Then, yes, absolutely, the “stakes are high” in The Great Game. It’s true that Amobi has long been infatuated with the intersection of Western canonical iconography, specifically with the metaphorical fall possible within an eternal struggle against the impossible — a plight tempered and enhanced not only by Rabit’s own fiery beat-craft, but also by his use of space and its ability to hone and accentuate vulnerability. The intersection is epitomized in their use of Rodin’s “The Gates of Hell” as cover art, a decision tying together Dante and the Furies to the absolute havoc raised through the mix’s quick 38 minutes.

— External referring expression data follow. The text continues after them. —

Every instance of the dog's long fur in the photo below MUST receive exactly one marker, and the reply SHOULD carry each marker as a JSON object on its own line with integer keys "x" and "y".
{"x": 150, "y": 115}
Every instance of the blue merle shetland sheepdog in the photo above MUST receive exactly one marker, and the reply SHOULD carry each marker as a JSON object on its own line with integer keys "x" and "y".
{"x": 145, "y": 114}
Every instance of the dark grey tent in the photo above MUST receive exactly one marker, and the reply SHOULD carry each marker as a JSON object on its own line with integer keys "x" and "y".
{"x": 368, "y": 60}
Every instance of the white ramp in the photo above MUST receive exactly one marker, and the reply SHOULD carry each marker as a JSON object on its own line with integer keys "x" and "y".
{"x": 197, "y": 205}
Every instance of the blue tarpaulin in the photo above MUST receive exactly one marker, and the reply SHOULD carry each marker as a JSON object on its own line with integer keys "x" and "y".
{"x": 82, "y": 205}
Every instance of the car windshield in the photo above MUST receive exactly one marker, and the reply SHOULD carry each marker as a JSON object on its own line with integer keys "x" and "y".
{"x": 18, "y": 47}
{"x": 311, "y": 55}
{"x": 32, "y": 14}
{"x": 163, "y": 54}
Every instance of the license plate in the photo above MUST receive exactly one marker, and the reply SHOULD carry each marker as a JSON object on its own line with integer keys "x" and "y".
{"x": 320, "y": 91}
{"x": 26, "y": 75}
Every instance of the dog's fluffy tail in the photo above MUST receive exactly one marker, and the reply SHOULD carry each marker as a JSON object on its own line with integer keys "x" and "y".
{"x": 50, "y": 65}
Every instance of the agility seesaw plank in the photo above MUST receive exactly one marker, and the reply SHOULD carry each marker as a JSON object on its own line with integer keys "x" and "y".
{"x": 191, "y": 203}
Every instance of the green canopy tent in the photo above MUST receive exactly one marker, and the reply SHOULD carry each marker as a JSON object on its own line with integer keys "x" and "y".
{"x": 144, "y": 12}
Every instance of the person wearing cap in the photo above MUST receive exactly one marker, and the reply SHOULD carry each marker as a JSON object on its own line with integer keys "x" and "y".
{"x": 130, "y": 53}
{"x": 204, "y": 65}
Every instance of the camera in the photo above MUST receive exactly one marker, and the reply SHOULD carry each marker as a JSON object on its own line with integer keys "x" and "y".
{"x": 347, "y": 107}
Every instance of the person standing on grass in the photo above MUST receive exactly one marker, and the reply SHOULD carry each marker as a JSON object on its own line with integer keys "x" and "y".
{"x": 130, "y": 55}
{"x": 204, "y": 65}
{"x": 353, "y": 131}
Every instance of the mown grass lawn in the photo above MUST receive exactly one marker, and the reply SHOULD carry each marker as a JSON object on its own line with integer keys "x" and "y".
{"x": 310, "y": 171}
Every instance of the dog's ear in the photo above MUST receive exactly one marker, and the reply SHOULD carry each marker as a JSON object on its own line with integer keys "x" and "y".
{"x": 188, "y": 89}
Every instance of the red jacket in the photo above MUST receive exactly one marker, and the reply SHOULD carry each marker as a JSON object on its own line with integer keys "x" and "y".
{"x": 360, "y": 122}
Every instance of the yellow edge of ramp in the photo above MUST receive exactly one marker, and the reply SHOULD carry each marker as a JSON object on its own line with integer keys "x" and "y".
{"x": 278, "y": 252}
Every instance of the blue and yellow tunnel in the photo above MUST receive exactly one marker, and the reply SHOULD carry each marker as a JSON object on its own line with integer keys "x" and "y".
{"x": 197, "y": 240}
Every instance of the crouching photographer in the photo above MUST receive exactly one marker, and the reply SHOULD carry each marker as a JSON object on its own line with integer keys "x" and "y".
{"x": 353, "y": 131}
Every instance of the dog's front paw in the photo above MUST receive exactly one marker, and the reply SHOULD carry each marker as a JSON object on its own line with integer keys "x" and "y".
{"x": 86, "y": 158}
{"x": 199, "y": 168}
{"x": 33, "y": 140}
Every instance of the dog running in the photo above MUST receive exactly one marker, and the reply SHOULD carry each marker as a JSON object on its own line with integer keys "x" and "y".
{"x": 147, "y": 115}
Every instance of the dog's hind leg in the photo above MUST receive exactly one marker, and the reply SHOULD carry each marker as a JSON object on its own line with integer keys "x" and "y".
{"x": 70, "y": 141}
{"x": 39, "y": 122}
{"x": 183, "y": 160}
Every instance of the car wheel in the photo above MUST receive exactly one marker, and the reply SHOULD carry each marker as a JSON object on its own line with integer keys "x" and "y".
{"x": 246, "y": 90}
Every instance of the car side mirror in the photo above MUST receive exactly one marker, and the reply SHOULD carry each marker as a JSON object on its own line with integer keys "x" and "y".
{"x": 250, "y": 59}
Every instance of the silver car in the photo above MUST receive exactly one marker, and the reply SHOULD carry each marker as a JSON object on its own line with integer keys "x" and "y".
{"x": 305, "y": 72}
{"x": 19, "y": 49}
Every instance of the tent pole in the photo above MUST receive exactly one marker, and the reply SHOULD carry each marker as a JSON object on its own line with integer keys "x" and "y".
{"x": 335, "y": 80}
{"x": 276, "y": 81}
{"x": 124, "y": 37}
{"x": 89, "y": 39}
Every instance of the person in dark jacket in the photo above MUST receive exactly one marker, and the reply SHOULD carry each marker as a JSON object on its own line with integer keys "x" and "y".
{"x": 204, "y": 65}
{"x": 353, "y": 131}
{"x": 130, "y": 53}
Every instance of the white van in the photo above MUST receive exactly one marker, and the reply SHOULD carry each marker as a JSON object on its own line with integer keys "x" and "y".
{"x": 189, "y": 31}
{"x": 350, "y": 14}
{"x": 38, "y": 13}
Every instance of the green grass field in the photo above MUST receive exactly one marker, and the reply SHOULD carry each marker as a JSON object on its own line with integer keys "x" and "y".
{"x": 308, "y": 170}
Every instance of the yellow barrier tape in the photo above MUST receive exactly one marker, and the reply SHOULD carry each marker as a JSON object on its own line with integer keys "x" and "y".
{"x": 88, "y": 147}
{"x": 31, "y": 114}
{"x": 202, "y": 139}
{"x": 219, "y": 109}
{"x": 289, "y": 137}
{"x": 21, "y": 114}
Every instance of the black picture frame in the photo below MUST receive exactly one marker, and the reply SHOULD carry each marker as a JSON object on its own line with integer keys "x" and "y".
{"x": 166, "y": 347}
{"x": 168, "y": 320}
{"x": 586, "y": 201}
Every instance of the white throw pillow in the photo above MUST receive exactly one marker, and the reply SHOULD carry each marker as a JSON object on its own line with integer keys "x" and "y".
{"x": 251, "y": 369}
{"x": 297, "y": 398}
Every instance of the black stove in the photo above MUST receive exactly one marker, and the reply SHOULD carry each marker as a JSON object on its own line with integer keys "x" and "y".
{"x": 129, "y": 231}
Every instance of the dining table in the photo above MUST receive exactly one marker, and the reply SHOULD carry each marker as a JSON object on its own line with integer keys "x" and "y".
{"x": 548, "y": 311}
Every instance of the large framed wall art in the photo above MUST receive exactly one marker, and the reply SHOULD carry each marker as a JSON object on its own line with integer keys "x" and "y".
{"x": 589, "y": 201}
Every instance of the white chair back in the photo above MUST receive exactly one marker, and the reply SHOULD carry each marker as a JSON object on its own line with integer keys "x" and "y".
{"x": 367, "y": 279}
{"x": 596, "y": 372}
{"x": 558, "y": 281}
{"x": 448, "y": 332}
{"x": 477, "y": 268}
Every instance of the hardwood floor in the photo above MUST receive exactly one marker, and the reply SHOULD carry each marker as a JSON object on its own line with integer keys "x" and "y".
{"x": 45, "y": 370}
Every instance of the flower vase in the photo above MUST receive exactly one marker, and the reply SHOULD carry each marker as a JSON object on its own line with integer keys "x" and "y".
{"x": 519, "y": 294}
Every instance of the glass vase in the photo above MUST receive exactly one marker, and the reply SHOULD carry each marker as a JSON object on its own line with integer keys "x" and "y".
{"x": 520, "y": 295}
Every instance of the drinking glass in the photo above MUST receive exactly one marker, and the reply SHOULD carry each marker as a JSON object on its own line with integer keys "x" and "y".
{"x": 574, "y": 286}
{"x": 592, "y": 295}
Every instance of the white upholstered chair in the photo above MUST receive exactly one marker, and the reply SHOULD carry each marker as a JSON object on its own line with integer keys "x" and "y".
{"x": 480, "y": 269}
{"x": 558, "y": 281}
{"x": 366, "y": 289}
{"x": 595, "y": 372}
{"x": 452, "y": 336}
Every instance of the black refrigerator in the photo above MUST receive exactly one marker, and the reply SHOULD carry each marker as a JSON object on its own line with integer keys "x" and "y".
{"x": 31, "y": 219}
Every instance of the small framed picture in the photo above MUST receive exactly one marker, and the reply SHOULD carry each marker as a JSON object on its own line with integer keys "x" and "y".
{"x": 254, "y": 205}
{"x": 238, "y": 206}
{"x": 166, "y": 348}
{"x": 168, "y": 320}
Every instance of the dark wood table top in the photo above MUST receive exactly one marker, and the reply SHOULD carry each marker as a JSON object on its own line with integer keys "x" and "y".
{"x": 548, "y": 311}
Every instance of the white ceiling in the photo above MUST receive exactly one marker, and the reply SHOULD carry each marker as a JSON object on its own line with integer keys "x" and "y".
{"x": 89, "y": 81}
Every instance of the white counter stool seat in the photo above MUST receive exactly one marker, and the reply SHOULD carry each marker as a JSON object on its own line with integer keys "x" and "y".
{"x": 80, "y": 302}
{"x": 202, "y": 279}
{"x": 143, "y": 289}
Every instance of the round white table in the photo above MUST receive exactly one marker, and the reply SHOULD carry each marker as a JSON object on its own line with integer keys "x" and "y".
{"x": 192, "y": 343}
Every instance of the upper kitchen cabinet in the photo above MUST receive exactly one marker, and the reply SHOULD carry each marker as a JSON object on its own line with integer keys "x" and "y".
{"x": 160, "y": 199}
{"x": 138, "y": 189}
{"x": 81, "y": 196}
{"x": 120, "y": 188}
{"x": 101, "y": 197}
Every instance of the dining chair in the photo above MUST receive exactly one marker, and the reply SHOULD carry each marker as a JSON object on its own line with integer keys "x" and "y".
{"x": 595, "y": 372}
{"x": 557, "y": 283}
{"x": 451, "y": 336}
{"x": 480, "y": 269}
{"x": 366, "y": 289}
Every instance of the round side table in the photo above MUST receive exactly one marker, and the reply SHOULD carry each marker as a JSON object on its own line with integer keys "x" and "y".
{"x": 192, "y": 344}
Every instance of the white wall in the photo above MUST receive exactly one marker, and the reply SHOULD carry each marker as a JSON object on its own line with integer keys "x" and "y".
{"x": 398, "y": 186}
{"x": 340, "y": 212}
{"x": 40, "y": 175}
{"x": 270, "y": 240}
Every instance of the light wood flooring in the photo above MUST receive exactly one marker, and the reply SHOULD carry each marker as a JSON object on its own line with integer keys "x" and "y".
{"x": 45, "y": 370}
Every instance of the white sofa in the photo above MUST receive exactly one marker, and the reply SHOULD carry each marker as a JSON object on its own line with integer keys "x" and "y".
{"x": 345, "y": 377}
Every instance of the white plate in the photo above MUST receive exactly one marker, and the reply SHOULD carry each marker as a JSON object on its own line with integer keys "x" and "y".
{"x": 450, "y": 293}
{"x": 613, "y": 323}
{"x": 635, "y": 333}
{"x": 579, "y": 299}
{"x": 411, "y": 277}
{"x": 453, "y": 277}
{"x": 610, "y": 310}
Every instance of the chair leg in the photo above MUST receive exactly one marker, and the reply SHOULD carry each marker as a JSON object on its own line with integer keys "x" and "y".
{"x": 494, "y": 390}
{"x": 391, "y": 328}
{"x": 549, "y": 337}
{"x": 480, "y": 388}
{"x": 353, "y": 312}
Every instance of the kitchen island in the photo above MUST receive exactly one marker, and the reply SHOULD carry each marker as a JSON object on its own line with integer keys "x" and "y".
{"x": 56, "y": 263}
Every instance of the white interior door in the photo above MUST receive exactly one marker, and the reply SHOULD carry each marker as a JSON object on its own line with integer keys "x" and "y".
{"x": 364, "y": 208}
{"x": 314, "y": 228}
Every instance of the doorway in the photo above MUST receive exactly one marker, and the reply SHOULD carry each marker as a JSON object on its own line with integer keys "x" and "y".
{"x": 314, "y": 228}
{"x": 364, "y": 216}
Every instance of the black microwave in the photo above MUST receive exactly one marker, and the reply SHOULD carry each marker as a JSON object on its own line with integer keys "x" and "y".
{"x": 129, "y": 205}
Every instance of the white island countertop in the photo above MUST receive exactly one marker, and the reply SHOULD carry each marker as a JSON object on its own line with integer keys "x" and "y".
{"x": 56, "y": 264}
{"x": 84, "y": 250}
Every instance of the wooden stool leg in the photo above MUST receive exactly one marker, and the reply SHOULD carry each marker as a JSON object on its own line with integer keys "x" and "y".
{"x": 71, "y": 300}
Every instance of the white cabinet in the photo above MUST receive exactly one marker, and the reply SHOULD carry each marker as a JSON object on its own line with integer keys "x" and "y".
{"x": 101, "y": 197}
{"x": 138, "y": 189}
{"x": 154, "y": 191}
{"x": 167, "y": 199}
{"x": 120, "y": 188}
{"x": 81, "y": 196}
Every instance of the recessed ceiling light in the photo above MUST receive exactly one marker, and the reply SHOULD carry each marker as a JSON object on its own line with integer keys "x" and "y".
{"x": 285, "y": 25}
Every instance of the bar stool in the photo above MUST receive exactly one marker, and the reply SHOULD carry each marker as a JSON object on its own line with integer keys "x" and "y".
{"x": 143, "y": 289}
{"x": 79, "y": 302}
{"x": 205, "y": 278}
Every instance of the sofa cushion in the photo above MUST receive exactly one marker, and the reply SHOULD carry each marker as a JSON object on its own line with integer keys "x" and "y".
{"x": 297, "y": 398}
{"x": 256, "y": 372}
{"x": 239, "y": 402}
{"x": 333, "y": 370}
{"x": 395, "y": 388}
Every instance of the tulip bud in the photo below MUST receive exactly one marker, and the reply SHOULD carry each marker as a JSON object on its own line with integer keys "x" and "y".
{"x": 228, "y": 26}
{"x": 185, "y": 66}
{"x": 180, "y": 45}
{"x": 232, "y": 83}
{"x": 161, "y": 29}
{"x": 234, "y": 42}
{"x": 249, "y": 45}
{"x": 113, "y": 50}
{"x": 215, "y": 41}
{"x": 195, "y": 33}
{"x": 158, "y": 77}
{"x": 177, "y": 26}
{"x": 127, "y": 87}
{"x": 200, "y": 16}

After all, the “Purfication of the Furies” can only be known in reference to the Titan Cronus’s castration of his father Uranus, an incident that resulted in the Titan throwing his father’s genitalia into the ocean. The Furies emerged from the bloodshed that rained unto the earth; they were born as tormentors responding to injustice, giving “purification” the connotation of an atonement to the ancient deities. As such, their modern commentary contains a constructed hellish mythicism: painful and noble in equal measure.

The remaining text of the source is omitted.